Assessing the shape of a distribution is, next to location
parameters, an important aspect of accuracy. Observed distributions can
be tested against expected distributions using the function acc_shape_or_scale
.
In this example the normal distribution of blood pressure is
examined:
# Load dataquieR
library(dataquieR)
# Load data
sd1 <- prep_get_data_frame("ship")
# Load metadata
file_name <- system.file("extdata", "ship_meta_v2.xlsx", package = "dataquieR")
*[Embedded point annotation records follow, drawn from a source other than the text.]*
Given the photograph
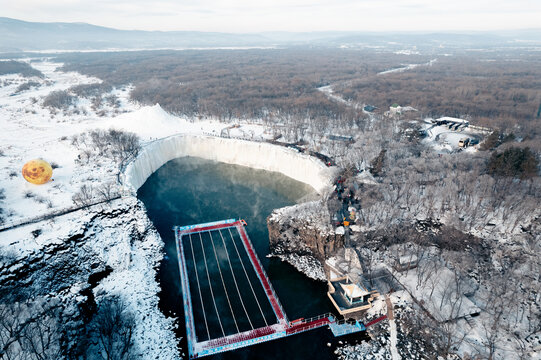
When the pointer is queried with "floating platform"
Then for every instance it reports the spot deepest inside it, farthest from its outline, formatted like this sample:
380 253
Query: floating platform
225 285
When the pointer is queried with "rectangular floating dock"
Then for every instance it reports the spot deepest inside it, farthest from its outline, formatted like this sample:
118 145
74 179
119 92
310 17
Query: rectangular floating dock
229 302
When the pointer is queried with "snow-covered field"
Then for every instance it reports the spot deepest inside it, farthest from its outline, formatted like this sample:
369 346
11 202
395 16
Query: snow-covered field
109 231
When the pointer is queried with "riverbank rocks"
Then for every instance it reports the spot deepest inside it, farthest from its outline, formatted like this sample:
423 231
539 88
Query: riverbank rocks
80 259
303 236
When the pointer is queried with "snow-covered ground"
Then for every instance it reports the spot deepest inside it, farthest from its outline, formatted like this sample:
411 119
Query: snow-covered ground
407 67
32 131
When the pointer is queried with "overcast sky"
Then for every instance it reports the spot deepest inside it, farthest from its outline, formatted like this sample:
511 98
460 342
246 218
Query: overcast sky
284 15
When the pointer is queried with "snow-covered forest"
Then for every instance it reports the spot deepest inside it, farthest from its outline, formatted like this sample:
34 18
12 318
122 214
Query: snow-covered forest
78 256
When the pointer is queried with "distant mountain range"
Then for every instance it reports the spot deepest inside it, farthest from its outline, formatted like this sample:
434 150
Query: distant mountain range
17 35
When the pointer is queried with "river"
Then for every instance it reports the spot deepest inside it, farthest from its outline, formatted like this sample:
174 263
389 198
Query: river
191 190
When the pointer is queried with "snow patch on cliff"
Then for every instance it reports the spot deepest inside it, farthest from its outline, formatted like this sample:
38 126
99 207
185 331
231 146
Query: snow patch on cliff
257 155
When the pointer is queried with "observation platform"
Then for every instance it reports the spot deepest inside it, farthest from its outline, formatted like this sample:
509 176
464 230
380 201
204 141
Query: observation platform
229 302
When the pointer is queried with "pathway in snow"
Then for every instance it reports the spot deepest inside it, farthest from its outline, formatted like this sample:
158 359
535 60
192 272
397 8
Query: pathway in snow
390 315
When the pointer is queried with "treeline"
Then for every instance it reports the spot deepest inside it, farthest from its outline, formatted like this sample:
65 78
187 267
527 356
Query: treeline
499 92
17 67
236 84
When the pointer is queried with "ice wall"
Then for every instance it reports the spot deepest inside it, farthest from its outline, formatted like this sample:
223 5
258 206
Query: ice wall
256 155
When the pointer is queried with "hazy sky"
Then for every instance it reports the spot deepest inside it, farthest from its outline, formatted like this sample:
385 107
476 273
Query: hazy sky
284 15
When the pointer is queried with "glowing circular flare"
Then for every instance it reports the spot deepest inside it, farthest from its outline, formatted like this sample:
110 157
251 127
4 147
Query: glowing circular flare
37 171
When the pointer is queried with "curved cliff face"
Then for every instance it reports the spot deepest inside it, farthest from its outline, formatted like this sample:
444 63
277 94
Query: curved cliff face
257 155
302 235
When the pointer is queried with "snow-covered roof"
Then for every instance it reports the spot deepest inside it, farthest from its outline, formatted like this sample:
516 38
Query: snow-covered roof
353 290
407 259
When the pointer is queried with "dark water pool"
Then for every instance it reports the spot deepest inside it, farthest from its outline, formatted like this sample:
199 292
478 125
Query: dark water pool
191 190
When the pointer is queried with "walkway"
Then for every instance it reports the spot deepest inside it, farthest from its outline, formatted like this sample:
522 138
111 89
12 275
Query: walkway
392 325
234 339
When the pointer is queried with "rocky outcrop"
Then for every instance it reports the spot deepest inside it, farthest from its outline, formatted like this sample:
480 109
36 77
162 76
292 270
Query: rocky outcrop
72 264
303 236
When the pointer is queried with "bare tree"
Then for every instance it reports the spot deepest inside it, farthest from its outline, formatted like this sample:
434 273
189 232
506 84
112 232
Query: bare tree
84 196
112 328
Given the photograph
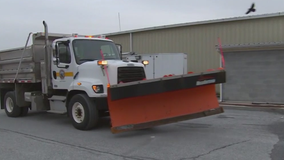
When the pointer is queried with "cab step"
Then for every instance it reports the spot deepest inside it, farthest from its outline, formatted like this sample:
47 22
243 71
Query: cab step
57 104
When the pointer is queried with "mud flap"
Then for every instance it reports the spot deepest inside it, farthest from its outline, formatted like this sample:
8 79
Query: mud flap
144 104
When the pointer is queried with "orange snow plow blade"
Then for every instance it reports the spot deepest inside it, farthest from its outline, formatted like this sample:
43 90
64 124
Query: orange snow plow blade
144 104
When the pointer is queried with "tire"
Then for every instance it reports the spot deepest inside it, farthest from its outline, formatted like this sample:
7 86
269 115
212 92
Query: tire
24 111
11 109
90 118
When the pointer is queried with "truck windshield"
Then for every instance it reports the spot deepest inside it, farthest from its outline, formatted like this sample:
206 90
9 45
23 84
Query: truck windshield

prep_load_workbook_like_file(file_name)
meta_data_item <- prep_get_data_frame("item_level") # item_level is a sheet in ship_meta_v2.xlsx
# Apply indicator function
MyUnexpDist2 <- acc_shape_or_scale(
study_data = sd1,
meta_data = meta_data_item,
resp_vars = "SBP_0.2",
guess = TRUE,
label_col = "LABEL",
dist_col = "DISTRIBUTION",
)
MyUnexpDist2$SummaryPlot
The result reveals a slight discrepancy from the normality assumption. It is up to the person responsible for the data quality assessments to decide whether such a discrepancy is relevant.
The analysis of end digit preferences is a specific implementation of
Unexpected shape. In this example,
the uniform distribution of the end digits of body height are examined
using acc_end_digits
.
Body height in SHIP-START-0 was a measurement which required the manual
reading and transfer of data into an eCRF.
MyEndDigits <- acc_end_digits(
study_data = sd1,
meta_data = meta_data_item,
resp_vars = "BODY_HEIGHT_0",
label_col = "LABEL"
)
MyEndDigits$SummaryPlot
The graph highlights no relevant effects across the ten categories. Output within the accuracy dimension frequently combines descriptive and inferential content, which is necessary to facilitate valid conclusions on data quality issues. Further details on all functions can be obtained following the links and in the Software section.